Amazing Amir Cruises to Win No.3!
If there’s ever been a bigger level of hype surrounding a novice professional boxer in recent years, I must have missed it. Amir Khan, the 18 year old Bolton wonder-kid who won an Olympic Silver medal at the 2004 Games, has everyone talking about him. His promoter, Frank Warren, says he’s the best prospect he’s ever had. Don King says he’s the future of world boxing. Ring magazine boldly put him on the cover of their magazine despite the fact that he’d had just one contest at the time. He is most definitely hot stuff.
But can the lightweight-cum-jr welter live up to it in the ring? Well, whilst he is undoubtedly a class act and a big future talent, his third pro success (at the Harrison-Hussein show in Glasgow, Scotland), a 3rd round stoppage over fellow Englishman Steve Gethin, proved that he is most definitely a work-in-progress. The dazzling hand speed was there, the fancy footwork was there, and the magnetic personality was there, but there are clearly things young Amir needs to work on. His opponent, a strong, capable but limited journeyman with a 9-18-2 record, was utterly outclassed from the opening bell as he ambled around the ring after his superstar foe. Khan would leap in, dazzle the crowd with a burst of lighting punches and dance back out as Gethin flailed at thin air. By the third round, Gethin was marked up, and when a more sustained burst rocked his head back, Scottish referee Victor Loughlin quickly jumped in and halted the fight.
The positives?
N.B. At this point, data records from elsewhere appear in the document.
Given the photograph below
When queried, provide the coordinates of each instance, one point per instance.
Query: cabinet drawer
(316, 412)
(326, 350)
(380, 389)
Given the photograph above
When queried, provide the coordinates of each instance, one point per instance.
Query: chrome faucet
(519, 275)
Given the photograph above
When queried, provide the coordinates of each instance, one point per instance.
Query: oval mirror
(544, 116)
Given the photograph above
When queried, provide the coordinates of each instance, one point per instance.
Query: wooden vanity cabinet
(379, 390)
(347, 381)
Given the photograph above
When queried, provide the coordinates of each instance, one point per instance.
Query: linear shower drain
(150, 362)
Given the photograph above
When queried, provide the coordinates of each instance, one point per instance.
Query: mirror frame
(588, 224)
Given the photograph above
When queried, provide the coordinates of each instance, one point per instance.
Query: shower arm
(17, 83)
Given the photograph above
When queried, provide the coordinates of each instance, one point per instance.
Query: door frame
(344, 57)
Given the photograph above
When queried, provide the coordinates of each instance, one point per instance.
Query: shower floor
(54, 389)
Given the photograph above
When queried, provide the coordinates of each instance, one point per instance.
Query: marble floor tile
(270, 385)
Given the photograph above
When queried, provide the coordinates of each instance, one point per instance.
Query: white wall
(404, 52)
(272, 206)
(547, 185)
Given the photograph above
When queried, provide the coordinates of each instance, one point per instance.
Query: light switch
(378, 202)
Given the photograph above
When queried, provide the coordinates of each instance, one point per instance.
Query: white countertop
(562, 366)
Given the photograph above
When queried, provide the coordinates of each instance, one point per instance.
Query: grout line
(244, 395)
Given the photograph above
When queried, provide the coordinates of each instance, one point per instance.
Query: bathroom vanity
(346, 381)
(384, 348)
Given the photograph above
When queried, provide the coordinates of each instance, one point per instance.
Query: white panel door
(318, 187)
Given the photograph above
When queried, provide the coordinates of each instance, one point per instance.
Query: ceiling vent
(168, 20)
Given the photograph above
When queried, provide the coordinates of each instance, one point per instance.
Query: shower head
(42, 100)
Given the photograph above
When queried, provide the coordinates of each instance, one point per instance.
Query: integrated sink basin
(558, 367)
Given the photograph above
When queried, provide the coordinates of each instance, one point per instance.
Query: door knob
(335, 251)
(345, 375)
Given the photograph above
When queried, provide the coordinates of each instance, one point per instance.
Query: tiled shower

Well, obviously the incredible speed of Khan is his major asset. He glides in and out of range like a ghost, and the speed of his combinations are dazzling. His innate defensive reflexes are good, as evidence in his amateur rematch with Cuban great Mario Kindelan, who could hardly lay a glove on him as the English teenager twisted and ducked his way out of harms way. His ring generalship is also good, commanding the centre of the ring and forcing his opponents back against the ropes.
The negatives? Well, these can’t really be classed as ‘negatives’ at this early stage of his professional career, more as ‘things to work on for the future’. But anyway, here they are: noticeable in the Gethin fight was a tendency to crowd his work. When those dazzling combinations were in full flow, Khan sometimes found himself on top of his opponent, too close to find the target and too close to get enough leverage in the punches. And whilst Khan was unable to score a knockdown, this is more to do with him needing to sit down on his punches than a lack of one-punch power. Sometimes it would be nice to see Khan halt the flurries for a second and throw one or two hard single shots with all his body behind them…it might add a nice highlight-reel KO to his video footage.
All-in-all, though, this is being picky. Khan is a great young talent, and the Scottish fans were suitably thrilled to see him live in action. A final appearance for 2005 will be in December on the big Audley Harrison – Danny Williams bill, and then it’ll be the step up to 6 rounders in the new year.
And who knows…a world title shot in 2007?